Planification fiscale des sociétés québécoises et recours aux paradis fiscaux

Les entreprises peuvent utiliser différentes dispositions fiscales pour réduire leur impôt sur le revenu. Ces dispositions prévues par le législateur poursuivent différents objectifs économiques. Par exemple, la législation fiscale prévoit un crédit d’impôt à la recherche et développement pour stimuler les activités d’innovation.

D’autres dispositions fiscales peuvent être utilisées de façon concomitante avec les dispositions énoncées dans des législations fiscales de pays tiers pour s’insérer dans des stratégies de planification fiscale controversées. Ces stratégies peuvent répondre à la lettre des législations fiscales concernées mais pas nécessairement à leur esprit ou leur intention. Ces stratégies sont alors considérées comme de l’évitement fiscal. L’évitement fiscal a pour conséquence de fragiliser l’assiette fiscale des gouvernements et de diminuer les revenus fiscaux perçus par l’État nécessaires au financement des services publics. C’est le cas notamment du recours aux paradis fiscaux examiné dans le présent rapport.

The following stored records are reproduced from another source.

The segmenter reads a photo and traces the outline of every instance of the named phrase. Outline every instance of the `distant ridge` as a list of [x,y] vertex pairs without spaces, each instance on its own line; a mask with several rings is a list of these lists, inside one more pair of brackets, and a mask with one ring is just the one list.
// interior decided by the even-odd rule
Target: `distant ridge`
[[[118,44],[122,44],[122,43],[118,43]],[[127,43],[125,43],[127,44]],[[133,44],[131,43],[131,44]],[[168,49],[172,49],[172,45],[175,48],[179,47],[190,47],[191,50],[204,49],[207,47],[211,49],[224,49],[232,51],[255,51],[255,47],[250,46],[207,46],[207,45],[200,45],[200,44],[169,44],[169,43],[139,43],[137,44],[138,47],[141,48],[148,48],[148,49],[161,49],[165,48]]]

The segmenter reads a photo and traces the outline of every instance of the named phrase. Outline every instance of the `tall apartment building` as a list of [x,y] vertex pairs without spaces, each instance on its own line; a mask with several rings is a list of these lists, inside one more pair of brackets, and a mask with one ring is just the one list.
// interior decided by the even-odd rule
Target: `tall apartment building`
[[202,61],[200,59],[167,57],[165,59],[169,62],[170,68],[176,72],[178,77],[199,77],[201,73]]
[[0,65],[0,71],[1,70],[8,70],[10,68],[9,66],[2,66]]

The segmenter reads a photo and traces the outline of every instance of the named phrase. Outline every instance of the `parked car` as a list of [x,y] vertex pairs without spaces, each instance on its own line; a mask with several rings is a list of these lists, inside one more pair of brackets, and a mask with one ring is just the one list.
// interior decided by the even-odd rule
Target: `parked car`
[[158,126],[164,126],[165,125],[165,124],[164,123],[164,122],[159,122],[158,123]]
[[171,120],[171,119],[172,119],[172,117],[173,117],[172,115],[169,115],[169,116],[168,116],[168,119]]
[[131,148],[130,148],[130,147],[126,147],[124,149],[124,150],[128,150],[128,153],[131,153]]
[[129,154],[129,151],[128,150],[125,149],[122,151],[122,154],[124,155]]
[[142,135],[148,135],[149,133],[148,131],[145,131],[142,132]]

Pour évaluer l’ampleur du phénomène du recours aux paradis fiscaux par les entreprises, deux approches sont mobilisées. La première approche consiste à calculer le taux effectif de taxation supporté par les sociétés. La seconde approche repose sur une quantification macroéconomique de l’importance des paradis fiscaux parmi les différentes stratégies fiscales visant à réduire le montant d’impôt à payer par les entreprises.

Selon les estimations, entre 25 % et 30 % des profits des entreprises canadiennes réalisés à l’étranger le sont dans des paradis fiscaux. Les calculs montrent que ce type de planification fiscale permet d’alléger l’impôt sur le revenu des entreprises canadiennes d’environ 7 %.

Les estimations apportent des chiffres plus bas pour le Québec : le recours aux paradis fiscaux permet aux entreprises d’alléger leur impôt sur le revenu d’environ 5 %. Ainsi, près de 12 % de l’écart entre le taux statutaire de taxation applicable aux sociétés québécoises et le taux de taxation effectivement payé par ces sociétés est expliqué par le recours aux paradis fiscaux.

Il convient de noter que ces chiffres cachent une forte hétérogénéité dans l’utilisation de stratégies d’évitement fiscal par les entreprises. Ainsi, les entreprises actives dans certains secteurs d’activité semblent avoir des stratégies de planification beaucoup plus agressives que d’autres – c’est le cas par exemple dans les secteurs de la finance et de l’assurance. Par ailleurs, le recours au paradis fiscaux est utilisé par un nombre très restreint de très grandes entreprises.

Comme dans toute étude, les résultats présentés dans ce rapport doivent être pris avec précaution. La méthodologie reprise ici s’appuie sur des études scientifiques rigoureuses et éprouvées. Néanmoins, les données sur l’activité des sociétés à l’étranger – en particulier dans les paradis fiscaux – sont extrêmement limitées au Canada et quasi inexistantes au Québec.

Face au manque de données, la collecte de données détaillées sur l’activité internationale des entreprises par des organismes statistiques et leur analyse rigoureuse semblent impératives. Ces outils permettront d’appréhender plus finement les pratiques de recours aux paradis fiscaux par les multinationales et ainsi guider les choix législatifs relatifs à ces pratiques.